The influence of geographic and social environments that characterize neighborhoods is a well-documented predictor of health outcomes (Sallis et al., 2015), including cancer related screenings and prevalence (Rao et al., 2016). The aim of this study, however, was to examine the extent to which neighborhood factors were associated with health communication outcomes such as issue awareness and information seeking behaviors, which are often contributors to health decision-making. National surveys have found associations between demographic characteristics and the type of online health information sources that people use (LaValley et al., 2017). However, in this sample, the association between neighborhood characteristics and health communication outcomes did not vary across neighborhoods when they were treated as clusters or as fixed characteristics. In some instances, individual demographics (e.g., age and sex) were related to increased awareness and/or scanning of cancer-related health information/topics.
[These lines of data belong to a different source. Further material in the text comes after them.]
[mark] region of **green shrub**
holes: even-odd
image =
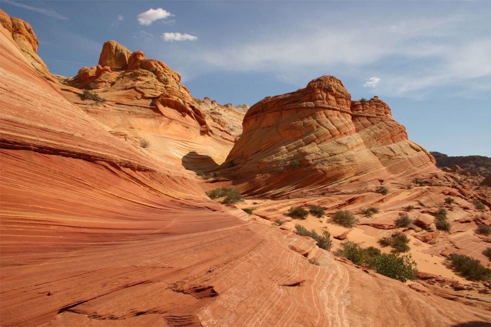
[[[479,260],[461,254],[451,254],[447,258],[451,266],[462,277],[470,281],[487,281],[490,271]]]
[[[413,223],[413,220],[409,218],[408,214],[400,213],[398,218],[396,219],[396,226],[398,227],[407,227]]]
[[[414,280],[418,274],[416,263],[411,255],[401,256],[398,253],[376,256],[371,258],[370,267],[379,274],[405,283]]]
[[[478,209],[478,210],[484,210],[484,209],[486,209],[486,206],[483,204],[483,203],[479,200],[475,200],[473,203],[474,204],[474,206],[476,207],[476,209]]]
[[[285,221],[280,219],[279,218],[277,218],[275,219],[275,224],[279,226],[281,226],[282,225],[285,223]]]
[[[379,274],[403,283],[414,279],[418,273],[416,263],[411,255],[384,254],[376,248],[362,249],[358,244],[349,241],[343,242],[341,245],[343,249],[337,251],[336,255],[345,257],[355,265],[367,266]]]
[[[309,207],[309,212],[311,215],[318,218],[322,218],[326,213],[324,207],[320,206],[310,206]]]
[[[478,225],[478,233],[484,235],[491,235],[491,227],[483,224]]]
[[[360,209],[360,213],[365,215],[367,217],[372,217],[374,214],[378,214],[380,212],[378,208],[370,207],[368,208],[362,208]]]
[[[140,140],[140,146],[142,148],[148,148],[150,146],[150,141],[147,141],[144,139]]]
[[[242,196],[233,187],[219,187],[207,192],[206,195],[212,199],[224,197],[222,203],[226,204],[232,204],[243,201]]]
[[[287,216],[292,217],[294,219],[305,219],[309,214],[309,212],[303,208],[290,208],[288,210]]]
[[[85,86],[85,88],[87,90],[95,90],[96,88],[99,88],[99,86],[92,82],[89,83],[88,85]]]
[[[455,199],[454,199],[453,198],[451,198],[450,197],[448,198],[445,198],[445,203],[447,204],[452,204],[455,202]]]
[[[338,210],[334,213],[332,220],[336,224],[345,227],[353,227],[357,222],[356,218],[348,210]]]
[[[309,259],[309,262],[311,263],[312,265],[315,265],[316,266],[319,266],[319,262],[317,261],[315,258],[311,258]]]
[[[321,249],[324,249],[327,251],[331,250],[333,245],[332,240],[331,239],[331,234],[327,231],[324,231],[322,236],[321,236],[313,229],[308,231],[305,227],[298,224],[295,225],[295,228],[299,235],[308,236],[315,240],[317,241],[317,246]]]
[[[99,94],[90,92],[88,90],[84,90],[81,97],[82,99],[93,100],[96,102],[103,102],[106,100],[105,99],[99,95]]]
[[[253,209],[251,209],[250,208],[246,208],[245,209],[243,209],[242,210],[244,210],[244,211],[245,211],[246,213],[247,213],[249,215],[252,215],[252,211],[253,211]]]
[[[392,247],[397,252],[409,251],[411,249],[411,248],[408,245],[409,243],[409,239],[406,236],[406,234],[403,234],[402,233],[392,237]]]
[[[383,186],[379,186],[375,189],[376,193],[380,193],[383,195],[387,195],[389,194],[389,189]]]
Although none of the covariates on either the individual or neighborhood levels were associated with seeking health information, there were some correlates of information scanning. Having at least a college education, being younger, and being female was associated with scanning for cancer-related health information, that is, just coming across such information without intentionally looking for it. Also, on a neighborhood level, those in neighborhoods with a lower percent of high school graduates and higher percentage of living in higher poverty were also more likely to scan. One possible explanation might be that, with the increasing targeting of social media information, more affluent individuals obtain more information through scanning; and that informal social networks in more disadvantaged neighborhoods provide a source of information not explicitly sought out by residents. It seems the individual level and neighborhood level characteristics may work in opposite ways; the dynamic underlying these findings is unclear, and more research in this area is needed to understand why some environments are more conducive to scanning than others.

Limitations

ZIP Code region is a fairly crude indicator of neighborhood. Using census tract was not feasible: there were 539 clusters with an average of 1.6 observations per cluster; and 178 clusters with an average of 4.8 observations. In multilevel models it is preferable to have fewer clusters with more observations than more clusters with fewer observations (Maas & Hox, 2005).

Conclusion

This study uniquely assessed neighborhood level differences in various health communication outcomes that precede and/or can contribute to disparities in health behaviors or disease prevalence. Here we find that some health topics receive more attention in media and through medical providers than others. We did not find support for variation in these outcomes due to neighborhood, but it is possible that a focus on more nuanced indicators of neighborhood (e.g., census block group) as well as neighborhood media environments (e.g., total ratings points for certain types of advertising) may be more appropriate for observing a link being neighborhood and health communication outcomes.

Ethnics approval

The Institutional Review Board at the University of Pennsylvania approved this study.

Financial disclosure

There are no financial disclosures.

Funding acknowledgment

This research was supported by the National Cancer Institute through a supplement to the Abramson Cancer Center Support Grant, grant P30 CA16520-40S3.

Author statement

Amy Bleakley conceptualized the study, ran the analyses, and drafted the manuscript.

Vicky Tam assisted with the analyses and reviewed drafts of the manuscripts.

Julia Orchinik was involved in project administration and reviewed the manuscript.

Karen Glanz helped to conceptualize the study, led investigation of the overall project, and reviewed the manuscript drafts.

Declaration of competing interest

There are no conflicts of interest for any of the authors.